The result is the accumulation of acetaldehyde. Approximately half of people of Asian descent are considered to be sensitive to alcohol due to this condition. Flushing, after consuming one or two alcoholic beverages, includes a range of symptoms: nausea, headaches, light-headedness, an increased pulse, occasional extreme drowsiness, and occasional skin swelling and itchiness. These unpleasant side effects often prevent further drinking that may lead to further inebriation, but the symptoms can lead to mistaken assumption that the people affected are more easily inebriated than others.
It is not known definitively why ranitidine and famotidine may, in some cases, but not all, help reduce the symptoms of the alcohol flush reaction.
One possible theory that may explain the effects of famotidine (and similar classed drugs) on the skin erythema or redness secondary to alcohol consumption is because the drugs are H2-antagonists or H2 antihistamines, which are used to treat peptic/gastric ulcers. In essence, if the "Asian flush" is an allergic reaction to the alcohol, then the mechanism of action of H2-antagonists can explain its effects on curtailing or decreasing the redness. However, H2-antagonists do not actually reduce blood concentrations of histamine, but rather works by reversing the effect of histamine on the H2 receptor, and so this theory is disputed.

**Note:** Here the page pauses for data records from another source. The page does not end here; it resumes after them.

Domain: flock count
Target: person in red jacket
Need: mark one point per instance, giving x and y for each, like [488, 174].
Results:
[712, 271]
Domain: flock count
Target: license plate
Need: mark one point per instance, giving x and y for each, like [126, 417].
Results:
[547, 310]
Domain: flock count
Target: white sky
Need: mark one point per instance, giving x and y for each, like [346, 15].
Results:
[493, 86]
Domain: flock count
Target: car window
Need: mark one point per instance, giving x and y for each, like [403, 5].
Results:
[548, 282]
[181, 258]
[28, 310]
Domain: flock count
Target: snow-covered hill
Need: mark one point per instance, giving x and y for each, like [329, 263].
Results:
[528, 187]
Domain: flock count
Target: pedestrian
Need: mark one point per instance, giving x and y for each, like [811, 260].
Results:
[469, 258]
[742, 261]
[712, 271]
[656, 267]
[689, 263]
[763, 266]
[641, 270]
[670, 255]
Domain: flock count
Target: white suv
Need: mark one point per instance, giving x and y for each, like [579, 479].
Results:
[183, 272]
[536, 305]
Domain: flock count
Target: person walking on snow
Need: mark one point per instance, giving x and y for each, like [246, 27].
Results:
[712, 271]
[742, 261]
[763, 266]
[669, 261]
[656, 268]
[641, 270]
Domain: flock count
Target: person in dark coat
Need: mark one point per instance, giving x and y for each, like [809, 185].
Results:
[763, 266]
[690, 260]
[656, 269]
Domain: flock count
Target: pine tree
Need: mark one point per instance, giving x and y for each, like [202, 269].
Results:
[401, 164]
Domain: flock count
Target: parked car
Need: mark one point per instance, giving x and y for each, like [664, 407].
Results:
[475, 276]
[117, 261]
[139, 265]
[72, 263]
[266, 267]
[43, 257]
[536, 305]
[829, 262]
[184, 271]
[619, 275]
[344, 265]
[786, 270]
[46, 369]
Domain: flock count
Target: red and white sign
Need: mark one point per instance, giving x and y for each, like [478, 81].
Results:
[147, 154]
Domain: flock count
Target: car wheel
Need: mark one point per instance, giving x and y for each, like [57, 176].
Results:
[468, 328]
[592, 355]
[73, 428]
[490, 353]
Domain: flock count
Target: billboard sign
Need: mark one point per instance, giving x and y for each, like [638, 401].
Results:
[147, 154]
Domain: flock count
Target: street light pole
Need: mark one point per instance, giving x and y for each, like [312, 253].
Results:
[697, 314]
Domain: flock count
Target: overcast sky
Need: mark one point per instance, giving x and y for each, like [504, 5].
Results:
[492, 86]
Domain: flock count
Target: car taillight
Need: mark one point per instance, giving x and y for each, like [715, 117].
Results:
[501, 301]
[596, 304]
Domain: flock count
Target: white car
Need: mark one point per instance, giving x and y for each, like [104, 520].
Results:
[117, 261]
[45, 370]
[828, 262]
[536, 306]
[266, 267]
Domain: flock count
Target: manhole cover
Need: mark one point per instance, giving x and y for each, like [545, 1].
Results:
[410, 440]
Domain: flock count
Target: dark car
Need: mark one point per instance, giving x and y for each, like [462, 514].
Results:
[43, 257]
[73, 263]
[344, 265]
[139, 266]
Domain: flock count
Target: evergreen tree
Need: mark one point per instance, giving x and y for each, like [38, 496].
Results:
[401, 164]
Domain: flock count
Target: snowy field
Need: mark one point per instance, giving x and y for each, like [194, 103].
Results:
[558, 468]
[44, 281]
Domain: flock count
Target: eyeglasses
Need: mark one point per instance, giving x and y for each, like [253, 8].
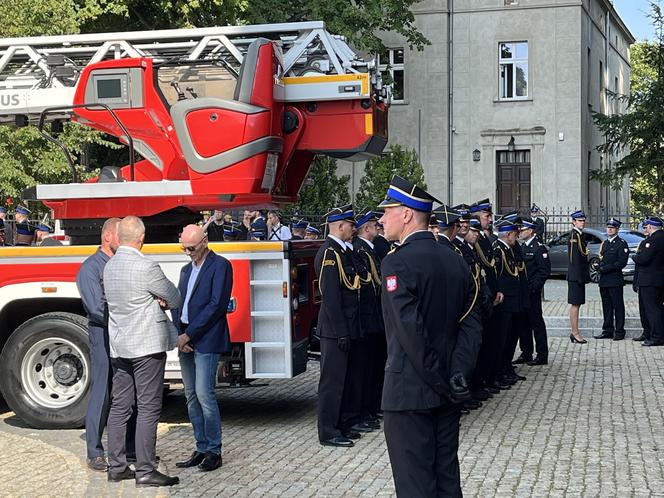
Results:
[194, 247]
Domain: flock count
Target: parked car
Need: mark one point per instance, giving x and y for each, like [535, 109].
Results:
[593, 237]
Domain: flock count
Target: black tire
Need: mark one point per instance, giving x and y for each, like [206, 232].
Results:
[594, 271]
[65, 339]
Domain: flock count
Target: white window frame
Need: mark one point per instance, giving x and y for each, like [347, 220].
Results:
[390, 66]
[514, 61]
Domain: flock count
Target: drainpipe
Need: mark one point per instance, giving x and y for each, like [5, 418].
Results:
[450, 100]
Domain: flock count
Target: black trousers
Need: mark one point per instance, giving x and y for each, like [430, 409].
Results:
[100, 390]
[644, 316]
[653, 306]
[613, 309]
[333, 366]
[423, 447]
[535, 327]
[356, 371]
[375, 358]
[140, 381]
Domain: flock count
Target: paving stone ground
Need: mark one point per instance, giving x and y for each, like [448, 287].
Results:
[588, 424]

Another theory, is that acetaldehyde causes the redness and vasodialation, and because the H2-antagonist class of medicine inhibits the ADH enzyme(the conversion from ethanol to acetaldehyde) both in the GI tract and in the liver, the conversion happens at a much slower pace, reducing the effects acetaldehyde has on the drinker. The idea that acetaldehyde is the cause of the flush is also shown by the clinical use of Antabuse, which blocks the removal of acetaldehyde from the body via ALDH inhibition. The high acetaldehyde concentrations described share similarity to symptoms of the flush(flushing of the skin, accelerated heart rate, shortness of breath, throbbing headache, mental confusion).
Although many people with this condition view it as a lifetime inconvenience, some people have suggested that they can condition their body to be more tolerant of alcohol with repeated, moderate drinking, perhaps increasing the concentration of ALDH2 to metabolize acetaldehyde. Unfortunately, acetaldehyde is a known carcinogen; recent research suggests that alcohol flush-afflicted individuals consuming alcohol continually may be at a higher risk for alcohol-related diseases, such as liver and esophageal cancers and digestive tract cancer.

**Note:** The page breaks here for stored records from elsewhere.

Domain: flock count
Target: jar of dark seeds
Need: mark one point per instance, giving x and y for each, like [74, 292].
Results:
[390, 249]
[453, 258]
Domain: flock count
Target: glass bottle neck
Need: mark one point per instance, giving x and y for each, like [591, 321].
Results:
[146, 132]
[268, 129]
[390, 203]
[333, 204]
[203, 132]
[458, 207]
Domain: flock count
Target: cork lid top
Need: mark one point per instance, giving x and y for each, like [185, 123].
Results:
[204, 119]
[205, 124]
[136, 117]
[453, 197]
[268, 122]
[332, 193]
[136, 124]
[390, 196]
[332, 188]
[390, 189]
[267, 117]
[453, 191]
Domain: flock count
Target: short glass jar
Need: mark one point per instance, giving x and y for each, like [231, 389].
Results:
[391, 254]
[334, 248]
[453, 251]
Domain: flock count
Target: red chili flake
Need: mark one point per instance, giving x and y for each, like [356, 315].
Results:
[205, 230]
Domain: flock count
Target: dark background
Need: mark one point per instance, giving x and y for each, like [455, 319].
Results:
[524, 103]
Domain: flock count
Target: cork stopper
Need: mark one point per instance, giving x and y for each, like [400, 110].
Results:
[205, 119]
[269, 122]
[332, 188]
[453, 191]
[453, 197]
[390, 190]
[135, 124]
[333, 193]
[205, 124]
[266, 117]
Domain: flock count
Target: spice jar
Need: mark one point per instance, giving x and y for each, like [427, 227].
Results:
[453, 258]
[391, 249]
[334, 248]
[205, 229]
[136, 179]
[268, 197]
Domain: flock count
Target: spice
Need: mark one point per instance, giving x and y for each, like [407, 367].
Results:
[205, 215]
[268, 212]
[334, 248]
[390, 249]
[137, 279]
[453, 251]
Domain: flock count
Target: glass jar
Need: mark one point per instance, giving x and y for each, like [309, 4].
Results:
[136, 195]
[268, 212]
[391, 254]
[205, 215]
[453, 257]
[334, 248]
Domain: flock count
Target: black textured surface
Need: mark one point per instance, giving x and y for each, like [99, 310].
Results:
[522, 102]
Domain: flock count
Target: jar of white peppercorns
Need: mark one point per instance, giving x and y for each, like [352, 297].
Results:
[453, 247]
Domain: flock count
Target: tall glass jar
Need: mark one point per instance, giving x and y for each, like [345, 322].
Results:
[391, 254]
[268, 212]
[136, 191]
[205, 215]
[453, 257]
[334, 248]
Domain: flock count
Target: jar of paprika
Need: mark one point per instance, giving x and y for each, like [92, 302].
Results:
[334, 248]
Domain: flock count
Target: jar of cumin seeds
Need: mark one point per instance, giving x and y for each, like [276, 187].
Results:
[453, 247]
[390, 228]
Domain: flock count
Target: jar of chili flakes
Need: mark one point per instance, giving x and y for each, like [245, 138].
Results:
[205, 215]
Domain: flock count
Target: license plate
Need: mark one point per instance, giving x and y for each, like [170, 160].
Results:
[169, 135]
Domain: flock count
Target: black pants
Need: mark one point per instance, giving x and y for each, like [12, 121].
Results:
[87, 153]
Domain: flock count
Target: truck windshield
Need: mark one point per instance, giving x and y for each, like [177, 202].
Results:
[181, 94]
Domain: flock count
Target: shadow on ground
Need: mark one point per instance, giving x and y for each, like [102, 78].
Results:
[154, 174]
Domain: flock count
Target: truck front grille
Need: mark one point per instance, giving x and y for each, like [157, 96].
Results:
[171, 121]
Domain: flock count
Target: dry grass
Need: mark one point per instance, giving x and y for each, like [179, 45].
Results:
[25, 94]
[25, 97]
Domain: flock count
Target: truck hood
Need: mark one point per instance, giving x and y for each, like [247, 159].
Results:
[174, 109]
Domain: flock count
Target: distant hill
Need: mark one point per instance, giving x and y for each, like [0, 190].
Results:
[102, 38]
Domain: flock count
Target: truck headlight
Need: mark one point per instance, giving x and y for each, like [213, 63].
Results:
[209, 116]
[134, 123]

Studies in rats have also shown that consumption of carbohydrates (glucose & fructose) significantly increase the metabolism of ethanol through a yet unknown pathway, and without affecting alcohol dehydrogenase activity.
Individuals who experience the alcohol flushing reaction may be less prone to alcoholism. Antabuse, a drug sometimes given as treatment alcoholism, works by inhibiting acetaldehyde dehydrogenase, causing a five to tenfold increase in the concentration of acetaldehyde in the body. The resulting irritating flushing reaction is intended to discourage alcoholics from drinking.